Salah satu pikiran penting adalah konsep Ibnu Taimiyah
terhadap industri pertanian, pemintalan dan sebagainya. Jika kegiatan secara
sukarela gagal untuk memenuhi persediaanbarang-barang yang dibutuhkan penduduk,
maka negara harus mengambil alih tugas tersebut untuk mengatur kebutuhan suplai
yang layak, yang hanya bisa dilaksanakan jika negara menambah perhatian
terhadap kegiatan ekonomi.
Aktivitas ekonomi dan pengembangan biaya sosial atau infrastruktur,
misalnya sistem transportasi dan komunikasi. Hal ini akan menambah biaya yang
tinggi, dan negara memiliki kewajiban menanggungnya. Dalam kitab Al-Fatawa
disebutkan bahwa sebuah pertimbangan untuk menjadikan
bagian dari pembiayaan publik diperlukan untuk membangun kanal, jembatan,
jalan, dan sebagainya.
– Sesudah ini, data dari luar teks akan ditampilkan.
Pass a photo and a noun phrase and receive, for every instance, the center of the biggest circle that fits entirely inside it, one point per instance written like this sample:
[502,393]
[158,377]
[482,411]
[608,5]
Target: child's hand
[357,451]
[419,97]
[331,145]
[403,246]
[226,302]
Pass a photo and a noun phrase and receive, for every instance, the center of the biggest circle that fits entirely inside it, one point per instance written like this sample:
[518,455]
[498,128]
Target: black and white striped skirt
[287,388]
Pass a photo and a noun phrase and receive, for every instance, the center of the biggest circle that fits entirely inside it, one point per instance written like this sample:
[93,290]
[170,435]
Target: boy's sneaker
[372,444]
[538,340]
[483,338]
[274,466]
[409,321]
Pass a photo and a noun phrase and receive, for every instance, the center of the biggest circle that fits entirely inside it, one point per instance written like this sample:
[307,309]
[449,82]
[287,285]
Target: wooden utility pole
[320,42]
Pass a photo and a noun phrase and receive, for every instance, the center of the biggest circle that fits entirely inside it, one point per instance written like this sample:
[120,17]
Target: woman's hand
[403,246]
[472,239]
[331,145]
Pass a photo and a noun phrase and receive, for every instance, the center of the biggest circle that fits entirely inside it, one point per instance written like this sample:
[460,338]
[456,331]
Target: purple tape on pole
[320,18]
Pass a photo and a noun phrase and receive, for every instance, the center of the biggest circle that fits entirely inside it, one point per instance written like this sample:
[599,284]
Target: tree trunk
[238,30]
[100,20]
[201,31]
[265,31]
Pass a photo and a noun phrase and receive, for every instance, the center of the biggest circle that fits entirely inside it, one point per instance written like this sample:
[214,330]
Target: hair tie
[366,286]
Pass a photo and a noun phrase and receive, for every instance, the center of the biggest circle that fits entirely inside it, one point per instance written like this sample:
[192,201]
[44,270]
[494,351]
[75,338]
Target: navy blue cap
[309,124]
Disebutkan pula bahwa kekayaan yang tak mempunyai ahli
waris dan barang hilang yang tak jelas pemiliknya dapat dijadikan sumber
pendapatan negara yang bisa digunakan untuk membiayai utilitas umum (al-masalih
al’ammah).
Demi merealisasika tujuan yang akan dicapai dalam perencanaan ekonomi,
suatu negara membutuhkan dibentuknya institusi yang gunanya mengawasi lajunya
pertumbuhan ekonomi negara tersebut, yang dikenal dengan sebutan Institusi Hisbah.
Ibnu taimiyah mendefinisikkannya sebagai lembaga yang berfungsi untuk
memerintahkan kepada kebaikan dan mencegah keburukan.